Avalakki Mixture
4-6 Servings ~ 30 Minutes
  • 1 Cup Poha/Flattened Rice
  • 1/2 Cup Peanuts
  • 4 Tbsp Roasted Dal/Futana
  • 2-3 Springs Curry Leaves
  • 1/4 Cup Cashew Nuts - Optional
  • 1/2 Tsp Red Chily Powder
  • 1/4 Tsp Turmeric Powder
  • 1 Tbsp Dry Coconut -Sliced
  • Salt to taste
  • Oil for deep frying

Poha/Aval Flattened Rice Mixture

My mom makes this mixture at a blink, if any one even just talks of it. She loves cooking and this doesn’t take time as well.  It is a combination of 4-5 ingredients put together and enjoyed. My mom always prepared this in large quantities.
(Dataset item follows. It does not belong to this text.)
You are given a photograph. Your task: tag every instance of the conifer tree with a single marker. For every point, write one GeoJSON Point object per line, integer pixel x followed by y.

We used to relish it along with rice, mixed it with Puffed Rice(Pori) for snack or just filled this in a bowl and ate it.

Now that I stay away from her and get to meet her a couple of times in a year, I don’t want to eat all at that time. So she asked me to start making easy things at home. I made this long time back, some how didn’t post this.
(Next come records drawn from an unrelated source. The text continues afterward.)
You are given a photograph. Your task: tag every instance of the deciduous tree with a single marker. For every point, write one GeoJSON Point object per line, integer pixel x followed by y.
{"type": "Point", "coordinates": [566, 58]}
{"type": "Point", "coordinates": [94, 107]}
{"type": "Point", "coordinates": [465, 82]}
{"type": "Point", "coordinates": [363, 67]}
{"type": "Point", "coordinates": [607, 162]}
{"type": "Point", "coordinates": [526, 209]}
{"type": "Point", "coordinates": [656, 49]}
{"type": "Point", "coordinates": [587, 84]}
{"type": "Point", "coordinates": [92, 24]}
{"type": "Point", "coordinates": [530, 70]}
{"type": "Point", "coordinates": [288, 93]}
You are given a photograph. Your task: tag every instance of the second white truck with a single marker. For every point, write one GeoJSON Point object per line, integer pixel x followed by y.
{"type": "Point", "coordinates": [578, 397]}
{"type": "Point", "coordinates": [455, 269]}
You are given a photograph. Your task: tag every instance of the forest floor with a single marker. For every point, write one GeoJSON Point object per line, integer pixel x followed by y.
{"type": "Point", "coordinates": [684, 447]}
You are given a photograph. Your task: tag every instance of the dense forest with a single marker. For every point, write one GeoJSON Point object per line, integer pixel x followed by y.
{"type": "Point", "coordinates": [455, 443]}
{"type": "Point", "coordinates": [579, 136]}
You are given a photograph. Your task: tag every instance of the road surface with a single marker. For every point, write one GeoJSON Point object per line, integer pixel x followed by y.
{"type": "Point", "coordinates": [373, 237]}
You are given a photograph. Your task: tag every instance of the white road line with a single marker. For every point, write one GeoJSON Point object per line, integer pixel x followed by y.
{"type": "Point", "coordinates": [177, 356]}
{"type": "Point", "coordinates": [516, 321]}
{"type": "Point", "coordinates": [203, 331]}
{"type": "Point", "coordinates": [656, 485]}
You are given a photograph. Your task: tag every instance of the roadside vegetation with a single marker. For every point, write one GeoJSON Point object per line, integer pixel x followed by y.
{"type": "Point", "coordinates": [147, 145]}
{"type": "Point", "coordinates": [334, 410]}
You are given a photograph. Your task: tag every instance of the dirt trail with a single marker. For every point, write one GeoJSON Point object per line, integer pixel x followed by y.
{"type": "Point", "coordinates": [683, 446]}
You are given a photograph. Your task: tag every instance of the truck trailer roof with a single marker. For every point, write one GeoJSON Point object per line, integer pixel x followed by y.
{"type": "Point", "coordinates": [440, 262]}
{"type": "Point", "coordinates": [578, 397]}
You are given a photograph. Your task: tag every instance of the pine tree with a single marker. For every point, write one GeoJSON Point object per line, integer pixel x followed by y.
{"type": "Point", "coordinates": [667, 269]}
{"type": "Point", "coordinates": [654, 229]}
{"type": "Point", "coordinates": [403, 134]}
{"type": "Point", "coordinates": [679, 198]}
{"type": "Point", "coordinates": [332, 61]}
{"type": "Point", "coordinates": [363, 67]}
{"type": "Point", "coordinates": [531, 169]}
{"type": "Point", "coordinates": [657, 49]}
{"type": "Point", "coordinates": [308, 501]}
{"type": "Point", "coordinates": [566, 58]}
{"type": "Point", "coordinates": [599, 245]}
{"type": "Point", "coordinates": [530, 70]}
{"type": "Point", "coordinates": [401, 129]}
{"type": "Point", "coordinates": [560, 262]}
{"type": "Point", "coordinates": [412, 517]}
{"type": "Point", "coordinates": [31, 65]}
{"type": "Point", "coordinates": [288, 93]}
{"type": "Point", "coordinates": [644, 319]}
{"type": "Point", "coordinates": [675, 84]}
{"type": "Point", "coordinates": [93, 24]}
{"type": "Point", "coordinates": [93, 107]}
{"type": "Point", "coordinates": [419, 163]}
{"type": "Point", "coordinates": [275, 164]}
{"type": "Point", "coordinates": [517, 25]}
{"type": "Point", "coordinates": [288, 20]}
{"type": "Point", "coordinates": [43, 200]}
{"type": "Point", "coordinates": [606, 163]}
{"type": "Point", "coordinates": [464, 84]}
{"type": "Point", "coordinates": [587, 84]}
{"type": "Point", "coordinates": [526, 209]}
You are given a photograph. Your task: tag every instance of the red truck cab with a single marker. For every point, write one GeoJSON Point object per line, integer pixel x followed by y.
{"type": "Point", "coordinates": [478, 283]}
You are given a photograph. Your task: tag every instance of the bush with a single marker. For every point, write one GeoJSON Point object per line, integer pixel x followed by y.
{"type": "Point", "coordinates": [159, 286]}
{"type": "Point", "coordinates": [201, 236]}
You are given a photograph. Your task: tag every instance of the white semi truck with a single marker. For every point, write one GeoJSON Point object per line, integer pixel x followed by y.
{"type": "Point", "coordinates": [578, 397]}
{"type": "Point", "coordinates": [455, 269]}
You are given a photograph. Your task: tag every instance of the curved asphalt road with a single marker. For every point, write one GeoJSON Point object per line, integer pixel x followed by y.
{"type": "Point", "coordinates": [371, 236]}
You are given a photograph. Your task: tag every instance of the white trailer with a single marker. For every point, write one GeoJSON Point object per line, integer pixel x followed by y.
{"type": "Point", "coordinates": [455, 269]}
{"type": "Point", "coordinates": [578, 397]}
You even can make a raitha with this just like boondhi raitha. I had a guest at home the very next day I made this and I served it with evening tea and they couldn’t believe that it was home made. They were all praises. What else does a foodie blogger need??
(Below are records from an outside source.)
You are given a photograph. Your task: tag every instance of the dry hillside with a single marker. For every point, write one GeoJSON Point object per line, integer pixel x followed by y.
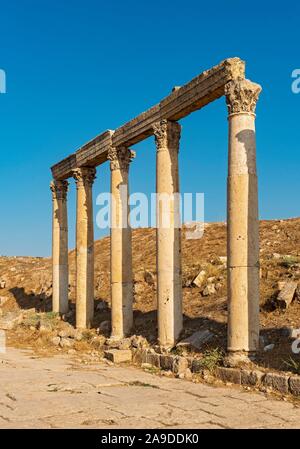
{"type": "Point", "coordinates": [27, 283]}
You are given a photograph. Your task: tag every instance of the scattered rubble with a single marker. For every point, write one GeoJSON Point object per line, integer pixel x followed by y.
{"type": "Point", "coordinates": [196, 340]}
{"type": "Point", "coordinates": [286, 294]}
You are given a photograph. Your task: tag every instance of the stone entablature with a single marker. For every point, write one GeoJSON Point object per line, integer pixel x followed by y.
{"type": "Point", "coordinates": [203, 89]}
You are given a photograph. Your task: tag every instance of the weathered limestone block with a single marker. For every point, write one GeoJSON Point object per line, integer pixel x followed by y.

– Heat oil in a deep fry pan on medium flame.
– Add the Peanuts and deep fry them till golden brown (You will see cracks on skin)
– Remove it from oil and put it to a large bowl.
– Add the cashew nuts and deep fry them also till golden brown.
– Remove it from oil and add it to a large bowl along with peanuts.
– Add curry leaves. When they are crisp remove from oil and add it to the bowl.
– Add Flattened Rice/Poha little at a time into a large metal sieve and immerse into oil.
– It will puff up immediately. Once all the poha is puffed up, drain the oil on the deep fry pan itself and add to the bowl.
– Repeat process for the remaining flattened rice/poha as well.
– Now add salt, chili powder, turmeric powder, roasted dal/futana and the sliced dry coconut and mix well.
– Cool completely and store in airtight box so that it remains crisp.


– Poha will discolor the oil and that is why we fry it at the end.
– Alternatively for a healthier version, you can roast the poha , with 1 tsp of oil ( use thin poha) till it turns golden brown. The taste will be slightly different.

I will post this healthy variety of this Mixture soon.